His bed felt more empty than normal when he crawled into it that night, a reminder that if Pam had reciprocated, she would be next to him, a perfect gumble of freckled shoulders and red curls. 

He reached across the bed, his fingers grasping at the air where she should be. He wished that he had appreciated her more today, soaked up every last second before it all fell away. Now all that's left is the debris of the truest love he's ever known, a mess he has no choice but to clean up. 

----------- 

His life was in boxes, one labeled kitchen in the living room, a bedroom one in the bathroom. He should have hired better movers. 

It didn't matter much now, but he kept everything she ever gave him, took it all with him. They sit in a box labeled “scranton” now, the only box he insisted on moving himself. It had sat in the backseat of his car the whole drive to Stanford, mocking him in the rearview mirror, a grim reminder that she is a memory now, a story he will hold close to his chest. 


He opened the box, (which was on the floor in his bedroom,) and took out a picture of her. It was from a Christmas party, she was wearing those jingle bell earrings that he loved so much. It's in these moments, when he's truly confronted with her, that he wonders how he's breathing without her. She was, and still is, his everything, and he let her go, he fucked it up. 

He put the photo back into the box, closed it up, and shoved it into the back of his closet. 

“The only way to get better, to get over her, is to get some distance.” he told himself, even if he knew it was a lie. 


Before he went to sleep that night, he dug out a different photo from a different box. It was the one his mother had shown him when she convinced him to tell Pam how he felt. He placed it on the refrigerator, the only welcome reminder of Scranton he had.

----------- 

His head was pounding so hard that he was almost convinced his skull would explode. A note from Karen was on his fridge, (next to the photo of him), reminding him to “drink water”. But somehow, in that beautiful moment, none of it mattered. 


She had texted him. 


He tried to tell himself not to read into it too much, to view it as a drunken mistake, the mark of a fun night out. But even he knew that that was bullshit. She was thinking of him, it had to mean SOMETHING. Right? 

At the very least it means that to her, he is still real. That she didn't delete his number and forget all the memories. Which for right now, can be enough.


“How are you?” on a blackberry screen can be enough. 

----------- 

He thought he had had enough time, that the pain of missing her had grown dull enough to ignore, yet it all came rushing back to him when he saw her running towards him.
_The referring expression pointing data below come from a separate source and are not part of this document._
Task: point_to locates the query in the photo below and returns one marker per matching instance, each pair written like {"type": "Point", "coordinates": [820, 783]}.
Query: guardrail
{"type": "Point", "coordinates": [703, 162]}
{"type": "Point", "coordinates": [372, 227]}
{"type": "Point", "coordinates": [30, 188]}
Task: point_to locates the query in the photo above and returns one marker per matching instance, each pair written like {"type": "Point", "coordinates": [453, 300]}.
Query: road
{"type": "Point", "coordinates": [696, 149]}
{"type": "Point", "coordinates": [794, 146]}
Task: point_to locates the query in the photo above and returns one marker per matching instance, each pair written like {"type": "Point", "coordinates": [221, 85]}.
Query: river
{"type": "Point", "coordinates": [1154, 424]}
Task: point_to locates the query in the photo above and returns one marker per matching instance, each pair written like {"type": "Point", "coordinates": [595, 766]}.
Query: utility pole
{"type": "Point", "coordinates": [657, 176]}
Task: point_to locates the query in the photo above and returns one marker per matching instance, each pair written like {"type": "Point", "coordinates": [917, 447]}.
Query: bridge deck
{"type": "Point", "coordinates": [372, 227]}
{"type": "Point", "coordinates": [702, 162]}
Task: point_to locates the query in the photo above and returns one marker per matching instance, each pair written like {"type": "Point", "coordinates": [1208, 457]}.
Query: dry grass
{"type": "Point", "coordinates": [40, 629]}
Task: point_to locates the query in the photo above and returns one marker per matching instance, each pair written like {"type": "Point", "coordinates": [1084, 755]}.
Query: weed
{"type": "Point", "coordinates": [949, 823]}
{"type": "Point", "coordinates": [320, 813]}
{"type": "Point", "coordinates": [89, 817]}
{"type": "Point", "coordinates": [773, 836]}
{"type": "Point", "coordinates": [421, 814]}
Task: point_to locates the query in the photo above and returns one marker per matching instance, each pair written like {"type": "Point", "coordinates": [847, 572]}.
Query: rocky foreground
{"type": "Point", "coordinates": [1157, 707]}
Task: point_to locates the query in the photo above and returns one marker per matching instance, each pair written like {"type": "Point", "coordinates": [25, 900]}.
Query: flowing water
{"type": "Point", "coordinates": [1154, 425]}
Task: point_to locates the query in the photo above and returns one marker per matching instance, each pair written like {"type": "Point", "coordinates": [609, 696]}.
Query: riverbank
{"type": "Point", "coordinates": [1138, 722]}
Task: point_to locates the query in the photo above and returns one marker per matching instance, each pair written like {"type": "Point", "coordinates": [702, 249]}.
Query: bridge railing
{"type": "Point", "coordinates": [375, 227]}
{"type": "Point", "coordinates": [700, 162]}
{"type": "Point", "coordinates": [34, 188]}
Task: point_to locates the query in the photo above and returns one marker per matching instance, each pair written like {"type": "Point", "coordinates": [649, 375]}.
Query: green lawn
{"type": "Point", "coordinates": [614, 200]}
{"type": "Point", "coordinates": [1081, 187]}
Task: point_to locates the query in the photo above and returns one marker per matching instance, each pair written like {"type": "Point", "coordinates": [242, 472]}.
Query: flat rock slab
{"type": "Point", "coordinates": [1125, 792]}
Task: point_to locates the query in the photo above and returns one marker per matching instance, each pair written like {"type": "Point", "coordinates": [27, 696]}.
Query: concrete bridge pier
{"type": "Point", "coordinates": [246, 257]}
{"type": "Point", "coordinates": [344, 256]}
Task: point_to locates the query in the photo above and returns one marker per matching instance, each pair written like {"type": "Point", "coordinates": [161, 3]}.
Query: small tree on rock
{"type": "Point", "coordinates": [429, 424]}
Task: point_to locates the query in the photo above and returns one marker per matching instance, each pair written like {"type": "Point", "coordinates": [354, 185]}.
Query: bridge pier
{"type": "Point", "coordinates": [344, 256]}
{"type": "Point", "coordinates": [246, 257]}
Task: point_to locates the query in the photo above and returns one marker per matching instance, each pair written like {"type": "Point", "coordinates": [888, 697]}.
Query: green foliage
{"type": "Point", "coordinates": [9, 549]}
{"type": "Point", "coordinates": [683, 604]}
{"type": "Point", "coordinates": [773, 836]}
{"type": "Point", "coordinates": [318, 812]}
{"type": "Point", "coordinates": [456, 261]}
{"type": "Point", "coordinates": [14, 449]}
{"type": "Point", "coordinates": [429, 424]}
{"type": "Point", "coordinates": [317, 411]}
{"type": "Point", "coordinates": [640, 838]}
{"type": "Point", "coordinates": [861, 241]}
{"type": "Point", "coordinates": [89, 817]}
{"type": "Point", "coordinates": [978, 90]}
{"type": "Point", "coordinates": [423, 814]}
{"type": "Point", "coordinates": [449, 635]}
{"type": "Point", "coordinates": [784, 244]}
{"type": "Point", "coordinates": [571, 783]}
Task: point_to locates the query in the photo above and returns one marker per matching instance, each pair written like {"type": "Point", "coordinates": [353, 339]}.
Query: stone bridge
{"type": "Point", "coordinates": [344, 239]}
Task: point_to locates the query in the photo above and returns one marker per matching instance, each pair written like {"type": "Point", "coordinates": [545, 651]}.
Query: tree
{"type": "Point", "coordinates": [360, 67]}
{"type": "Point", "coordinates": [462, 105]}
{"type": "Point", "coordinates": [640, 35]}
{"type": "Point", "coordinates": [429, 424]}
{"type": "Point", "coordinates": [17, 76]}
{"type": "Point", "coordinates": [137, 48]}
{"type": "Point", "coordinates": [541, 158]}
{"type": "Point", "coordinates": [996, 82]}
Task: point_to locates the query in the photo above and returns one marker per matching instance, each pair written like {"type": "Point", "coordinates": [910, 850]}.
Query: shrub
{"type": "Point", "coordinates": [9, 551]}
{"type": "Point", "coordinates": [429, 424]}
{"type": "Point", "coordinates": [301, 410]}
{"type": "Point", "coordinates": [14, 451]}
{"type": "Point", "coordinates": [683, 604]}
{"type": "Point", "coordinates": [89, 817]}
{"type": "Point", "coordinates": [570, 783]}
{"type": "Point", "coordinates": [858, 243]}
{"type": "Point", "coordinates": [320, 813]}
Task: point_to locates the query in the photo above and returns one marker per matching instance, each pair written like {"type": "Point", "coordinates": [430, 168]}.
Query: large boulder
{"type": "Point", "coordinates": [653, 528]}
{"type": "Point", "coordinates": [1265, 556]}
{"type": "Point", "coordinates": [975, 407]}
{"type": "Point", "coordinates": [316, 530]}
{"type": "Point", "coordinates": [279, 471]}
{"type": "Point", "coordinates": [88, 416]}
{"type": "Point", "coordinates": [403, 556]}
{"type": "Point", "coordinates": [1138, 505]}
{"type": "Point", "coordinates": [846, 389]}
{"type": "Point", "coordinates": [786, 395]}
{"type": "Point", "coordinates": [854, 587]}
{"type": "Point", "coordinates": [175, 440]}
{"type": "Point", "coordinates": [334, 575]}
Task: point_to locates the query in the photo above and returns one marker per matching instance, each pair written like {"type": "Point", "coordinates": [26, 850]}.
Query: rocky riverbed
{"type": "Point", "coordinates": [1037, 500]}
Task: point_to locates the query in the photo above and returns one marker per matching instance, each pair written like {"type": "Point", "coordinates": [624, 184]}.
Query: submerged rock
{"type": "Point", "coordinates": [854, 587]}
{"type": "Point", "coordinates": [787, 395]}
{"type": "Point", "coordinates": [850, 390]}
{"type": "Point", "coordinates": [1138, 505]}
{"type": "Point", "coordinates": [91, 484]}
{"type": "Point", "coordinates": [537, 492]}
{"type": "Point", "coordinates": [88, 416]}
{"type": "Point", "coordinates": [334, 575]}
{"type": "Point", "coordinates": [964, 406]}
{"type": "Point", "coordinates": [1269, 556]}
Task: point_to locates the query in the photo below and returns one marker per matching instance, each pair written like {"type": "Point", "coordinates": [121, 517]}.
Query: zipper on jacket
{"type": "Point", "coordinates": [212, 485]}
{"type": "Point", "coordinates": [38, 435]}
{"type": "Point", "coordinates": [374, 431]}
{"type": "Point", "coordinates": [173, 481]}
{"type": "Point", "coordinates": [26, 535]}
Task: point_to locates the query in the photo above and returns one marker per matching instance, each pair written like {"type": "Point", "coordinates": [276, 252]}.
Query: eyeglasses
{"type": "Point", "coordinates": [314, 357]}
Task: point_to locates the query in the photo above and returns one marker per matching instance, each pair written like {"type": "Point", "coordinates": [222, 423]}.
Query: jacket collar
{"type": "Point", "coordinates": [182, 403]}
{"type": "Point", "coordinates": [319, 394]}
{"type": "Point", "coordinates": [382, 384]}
Her arms around his shoulders, a grin taking up half her face. Standing in the same spot where her lips had met his, he fought back the urge to do it again.  


He can't fall back into old habits, can't let history repeat itself. Because he's seen what stolen looks and office pranks can lead to. He let her destroy him and his naive heart once, and this time, he won't even give her the chance.  

-----------

His new apartment in Scranton was still painfully empty, the only piece of decoration he had bothered to unpack was “broken armed Jim” as Karen called it. The photo was on his dresser, a constant reminder that one day, long ago, he was a brave, happy little boy. He wondered if the kid in the picture would know what to do now, if he could bring the same fearlessness that gave him the cast to his relationship problems. Give him the answers he desperately craves, the knowledge that he will heal from her, that it will get better.

----------- 

Her head is on his chest, her arms draped over his middle. She is his, and he is hers. They made it. He was finally as brave as his seven year old self, throwing caution to the wind and jumping, except this time, he landed on his feet.